I guess I'm still a romantic, having lived through the 60s. But perhaps
artists still need to make some sacrifices to save art from the snarling
beasts of capitalism. After all, artists are given the divine madness of
creativity. I don't expect anyone to live the way I did. But it was a
grand time of friendships and bodhisattvas who appeared from nowhere to
lend a helping hand.

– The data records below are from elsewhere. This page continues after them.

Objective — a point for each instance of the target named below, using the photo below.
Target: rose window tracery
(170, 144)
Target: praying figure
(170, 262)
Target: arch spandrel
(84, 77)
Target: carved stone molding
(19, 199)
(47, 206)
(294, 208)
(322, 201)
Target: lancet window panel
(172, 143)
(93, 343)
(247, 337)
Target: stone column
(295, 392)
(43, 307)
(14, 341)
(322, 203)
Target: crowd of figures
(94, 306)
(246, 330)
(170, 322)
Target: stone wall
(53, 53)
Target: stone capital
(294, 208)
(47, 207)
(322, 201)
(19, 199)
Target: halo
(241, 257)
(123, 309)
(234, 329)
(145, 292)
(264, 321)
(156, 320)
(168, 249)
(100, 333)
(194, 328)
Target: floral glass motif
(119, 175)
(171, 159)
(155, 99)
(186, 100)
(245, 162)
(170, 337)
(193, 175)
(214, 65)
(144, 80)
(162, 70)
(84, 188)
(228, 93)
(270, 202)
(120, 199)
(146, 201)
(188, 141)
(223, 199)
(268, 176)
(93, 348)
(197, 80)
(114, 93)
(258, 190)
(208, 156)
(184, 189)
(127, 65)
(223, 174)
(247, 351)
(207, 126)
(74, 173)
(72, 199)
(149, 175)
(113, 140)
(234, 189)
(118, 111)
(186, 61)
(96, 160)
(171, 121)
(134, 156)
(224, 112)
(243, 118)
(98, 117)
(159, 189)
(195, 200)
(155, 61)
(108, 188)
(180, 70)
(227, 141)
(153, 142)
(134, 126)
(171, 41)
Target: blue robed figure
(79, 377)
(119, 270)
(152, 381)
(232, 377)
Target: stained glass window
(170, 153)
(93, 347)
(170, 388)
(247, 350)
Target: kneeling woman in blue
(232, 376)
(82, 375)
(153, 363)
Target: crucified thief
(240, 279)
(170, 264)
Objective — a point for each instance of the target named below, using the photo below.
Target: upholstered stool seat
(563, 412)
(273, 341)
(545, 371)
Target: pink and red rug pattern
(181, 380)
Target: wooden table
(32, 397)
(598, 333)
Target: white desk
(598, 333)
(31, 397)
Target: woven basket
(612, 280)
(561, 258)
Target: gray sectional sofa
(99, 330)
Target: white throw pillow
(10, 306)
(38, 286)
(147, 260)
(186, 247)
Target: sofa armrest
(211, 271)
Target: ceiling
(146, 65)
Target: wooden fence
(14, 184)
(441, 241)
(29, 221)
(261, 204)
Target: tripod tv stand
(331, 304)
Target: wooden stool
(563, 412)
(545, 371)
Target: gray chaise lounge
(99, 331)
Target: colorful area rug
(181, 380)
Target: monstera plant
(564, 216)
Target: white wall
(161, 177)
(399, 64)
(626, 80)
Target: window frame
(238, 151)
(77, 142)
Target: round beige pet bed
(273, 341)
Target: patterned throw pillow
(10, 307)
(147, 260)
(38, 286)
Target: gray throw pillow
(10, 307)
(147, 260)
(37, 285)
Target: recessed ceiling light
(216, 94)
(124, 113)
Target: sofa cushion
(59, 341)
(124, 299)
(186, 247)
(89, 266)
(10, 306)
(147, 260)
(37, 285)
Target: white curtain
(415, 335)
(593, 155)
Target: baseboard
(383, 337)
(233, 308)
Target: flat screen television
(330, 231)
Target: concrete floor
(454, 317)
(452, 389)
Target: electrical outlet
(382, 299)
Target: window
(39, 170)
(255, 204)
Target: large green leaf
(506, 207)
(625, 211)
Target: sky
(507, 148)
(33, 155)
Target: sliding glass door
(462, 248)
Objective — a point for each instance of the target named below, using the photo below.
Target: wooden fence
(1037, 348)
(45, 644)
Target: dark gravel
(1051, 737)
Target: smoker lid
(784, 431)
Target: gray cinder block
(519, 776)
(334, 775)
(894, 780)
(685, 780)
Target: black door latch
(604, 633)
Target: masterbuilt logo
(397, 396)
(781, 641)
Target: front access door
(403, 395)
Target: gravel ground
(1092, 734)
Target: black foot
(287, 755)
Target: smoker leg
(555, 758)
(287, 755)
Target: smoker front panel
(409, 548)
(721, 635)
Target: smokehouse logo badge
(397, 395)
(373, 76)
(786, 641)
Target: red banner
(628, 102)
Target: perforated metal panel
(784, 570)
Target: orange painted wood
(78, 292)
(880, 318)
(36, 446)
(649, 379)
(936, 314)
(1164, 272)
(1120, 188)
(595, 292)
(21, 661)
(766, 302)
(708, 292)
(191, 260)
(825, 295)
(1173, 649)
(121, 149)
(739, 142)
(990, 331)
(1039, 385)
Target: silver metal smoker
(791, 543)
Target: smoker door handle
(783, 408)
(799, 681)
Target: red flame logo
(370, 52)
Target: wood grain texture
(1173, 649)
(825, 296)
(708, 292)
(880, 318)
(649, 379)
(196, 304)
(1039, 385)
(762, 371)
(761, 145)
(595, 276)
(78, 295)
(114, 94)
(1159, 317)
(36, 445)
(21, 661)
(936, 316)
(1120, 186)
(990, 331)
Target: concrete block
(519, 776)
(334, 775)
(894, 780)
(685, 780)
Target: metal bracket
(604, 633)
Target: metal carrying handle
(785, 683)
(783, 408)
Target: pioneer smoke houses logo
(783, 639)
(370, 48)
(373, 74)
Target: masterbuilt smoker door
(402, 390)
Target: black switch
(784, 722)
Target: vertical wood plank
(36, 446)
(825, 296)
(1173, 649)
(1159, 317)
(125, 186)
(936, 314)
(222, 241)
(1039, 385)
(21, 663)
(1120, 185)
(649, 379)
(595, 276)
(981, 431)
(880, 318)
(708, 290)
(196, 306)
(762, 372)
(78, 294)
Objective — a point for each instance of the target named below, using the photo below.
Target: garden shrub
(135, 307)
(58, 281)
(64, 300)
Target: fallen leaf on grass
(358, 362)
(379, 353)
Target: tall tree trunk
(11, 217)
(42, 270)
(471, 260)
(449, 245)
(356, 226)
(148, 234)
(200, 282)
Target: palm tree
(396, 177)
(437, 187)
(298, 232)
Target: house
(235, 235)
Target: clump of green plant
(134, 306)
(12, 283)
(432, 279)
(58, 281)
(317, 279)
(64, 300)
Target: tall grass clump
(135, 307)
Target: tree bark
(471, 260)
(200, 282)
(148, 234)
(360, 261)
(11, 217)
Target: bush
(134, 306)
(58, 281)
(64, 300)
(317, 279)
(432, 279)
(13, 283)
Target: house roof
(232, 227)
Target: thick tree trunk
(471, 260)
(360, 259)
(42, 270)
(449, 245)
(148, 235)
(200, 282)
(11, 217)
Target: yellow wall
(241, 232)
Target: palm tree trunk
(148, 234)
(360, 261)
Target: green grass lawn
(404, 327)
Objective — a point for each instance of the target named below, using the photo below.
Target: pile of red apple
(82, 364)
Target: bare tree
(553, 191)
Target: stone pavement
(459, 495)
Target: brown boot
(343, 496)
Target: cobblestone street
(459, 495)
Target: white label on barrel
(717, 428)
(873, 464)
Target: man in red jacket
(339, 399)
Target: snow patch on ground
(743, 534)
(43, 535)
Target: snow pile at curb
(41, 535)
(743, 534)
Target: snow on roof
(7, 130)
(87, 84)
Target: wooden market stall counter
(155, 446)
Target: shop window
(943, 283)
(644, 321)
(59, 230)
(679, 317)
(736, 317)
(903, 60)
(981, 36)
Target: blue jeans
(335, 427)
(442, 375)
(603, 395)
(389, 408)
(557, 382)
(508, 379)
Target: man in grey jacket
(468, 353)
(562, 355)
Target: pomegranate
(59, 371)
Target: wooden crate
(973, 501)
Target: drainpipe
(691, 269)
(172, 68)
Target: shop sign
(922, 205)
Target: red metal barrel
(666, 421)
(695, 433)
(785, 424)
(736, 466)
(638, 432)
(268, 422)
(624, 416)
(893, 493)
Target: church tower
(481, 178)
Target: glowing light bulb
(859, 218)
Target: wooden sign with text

No applications needed!
On 9/6/2014 4:57 PM, isabel brison wrote:
> Hi Joel,
> It's interesting you give Duchamp as an example, as I think with him
> the story could easily be put the other way round: the recognition he
> achieved and the ability to ingeniously support himself through his
> art - using the Large Glass for rent or paying his dentist with a hand
> painted cheque - allowed him to experiment, fool around at his
> leisure, and eventually come up with a body of work that is impossible
> to ingore in the extent of its influence over subsequent art practice,
> whether you love it or hate it.
> On the other hand, I expect there will always be artists, as there
> will always be businesspeople everywhere, trying to give the market
> what it wants in order to make a profit, but that's really up to them
> - and I don't think starving them would make them better artists;
> they'd probably just give up and get a better paying job elsewhere :-)
> On 7 September 2014 08:59, Joel Weishaus <joelweishaus at gmail.com
> <mailto:joelweishaus at gmail.com>> wrote:
> You're right to call me on this.
> What I had in mind is that awards (I mean by this "blue ribbons")
> tend to make some artists think that they can get away with
> whatever they make as long as they sign it. (Duchamp).
> I shouldn't have included grants. However, with rising prices,
> only the strongest, or maddest, artists will give the collectors
> what they don't want.
> I would agree with you that "good artists don't have to eat," if
> you add "so much, especially Americans."
> Smiles to you,
> On 9/6/2014 3:25 PM, isabel brison wrote:
>> > As for the canon, the best work that enters it is only after
>> the artist is dead and the dust has settled. So that the
>> artist-at-work isn't tainted by rising prices, grants or prizes.
>> Good job artists don't need to eat, or we'd _really_ be in trouble.